We expected that a total of 1,000 people would complete these three courses. Instead, we see that today the number of participants who have already completed courses and have received certificates is already at 8,000. The number of participants who have registered for the courses is approaching 16,000. That means that 51.5 percent of all registered participants have already completed their learning and received certificates. And that’s just a few months since the launch of the online courses! It’s nice to know that there are a lot of people in Ukraine who are interested in sustainable development issues. We’re looking forward to seeing the practical implementation of the knowledge they’ve gained. We should also be proud of the fact that e-learning is becoming a powerful tool for positive changes in Ukraine.
I should also note that the project’s very high KPIs (key performance indicators) are also a result of the work of the trainers who help run these courses in Ukraine. During the project implementation stage, we planned to train a total of 30 trainers for the three target groups, but now we’re about to train 58 trainers. Another 44 have already received certificates and are currently promoting the online courses among the target audience, and promoting information on sustainable development in the regions of Ukraine.
- What's next step? Can we expect further projects in Ukraine that will contribute to positive transformations in the economic, environmental and social areas?
Yes, work is going on, and transformations are taking place. One step at a time, changes are coming. For instance, seven exciting community initiatives were deployed under a SIDA/UNDP joint project called “Empowered Partnership for Sustainable Development.” The goal is to facilitate multi-stakeholder cooperation between local and regional authorities, councils, civil society institutions, experts and entrepreneurs for the implementation sustainable projects aimed at tackling the most urgent challenges at the regional and local levels.
By the way, one good example is the information campaign supported by UNDP regional coordinators in partnership with homeowners associations throughout the country’s 24 regions.
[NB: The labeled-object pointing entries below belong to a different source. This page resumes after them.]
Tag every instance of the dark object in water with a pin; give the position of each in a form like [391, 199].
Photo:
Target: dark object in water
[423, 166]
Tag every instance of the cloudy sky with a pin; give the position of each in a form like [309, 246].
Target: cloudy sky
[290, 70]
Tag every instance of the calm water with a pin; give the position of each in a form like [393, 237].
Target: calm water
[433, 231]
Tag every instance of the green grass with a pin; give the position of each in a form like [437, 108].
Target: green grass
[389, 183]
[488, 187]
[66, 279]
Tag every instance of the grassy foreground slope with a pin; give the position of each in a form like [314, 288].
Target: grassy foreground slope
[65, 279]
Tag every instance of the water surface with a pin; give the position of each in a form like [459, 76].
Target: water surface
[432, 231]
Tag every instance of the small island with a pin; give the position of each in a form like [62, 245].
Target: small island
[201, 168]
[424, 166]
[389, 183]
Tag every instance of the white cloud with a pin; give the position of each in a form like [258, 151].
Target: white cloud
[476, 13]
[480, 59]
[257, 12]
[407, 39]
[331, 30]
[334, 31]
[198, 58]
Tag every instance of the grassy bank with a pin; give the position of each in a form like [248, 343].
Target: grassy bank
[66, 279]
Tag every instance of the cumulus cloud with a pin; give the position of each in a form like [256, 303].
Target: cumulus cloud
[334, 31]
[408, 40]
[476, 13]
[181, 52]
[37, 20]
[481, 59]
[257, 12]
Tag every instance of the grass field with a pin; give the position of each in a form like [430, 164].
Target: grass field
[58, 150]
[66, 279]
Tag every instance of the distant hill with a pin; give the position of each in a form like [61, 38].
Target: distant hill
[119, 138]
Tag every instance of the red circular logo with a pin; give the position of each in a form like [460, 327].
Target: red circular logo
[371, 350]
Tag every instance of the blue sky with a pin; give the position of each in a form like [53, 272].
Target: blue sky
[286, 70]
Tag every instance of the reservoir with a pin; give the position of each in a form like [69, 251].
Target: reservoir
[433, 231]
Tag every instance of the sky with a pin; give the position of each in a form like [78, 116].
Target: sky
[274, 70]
This initiative was launched under the EU/UNDP “Home Owners of Ukraine for Sustainable Energy Solutions (HOUSES)” project. And of course, we continue to support the implementation of the 2030 Agenda for Sustainable Development and global goals in Ukraine.
- What is the most important sustainable development goal for you personally?
All of the goals are important to me, because they are interconnected and balance the three dimensions of sustainable development: the economic, social and environmental dimensions. But I would say the most important goal is 17, called “Partnership for Sustainable Development,” given that partnership is key to implementing the vital changes needed in communities, countries, and worldwide.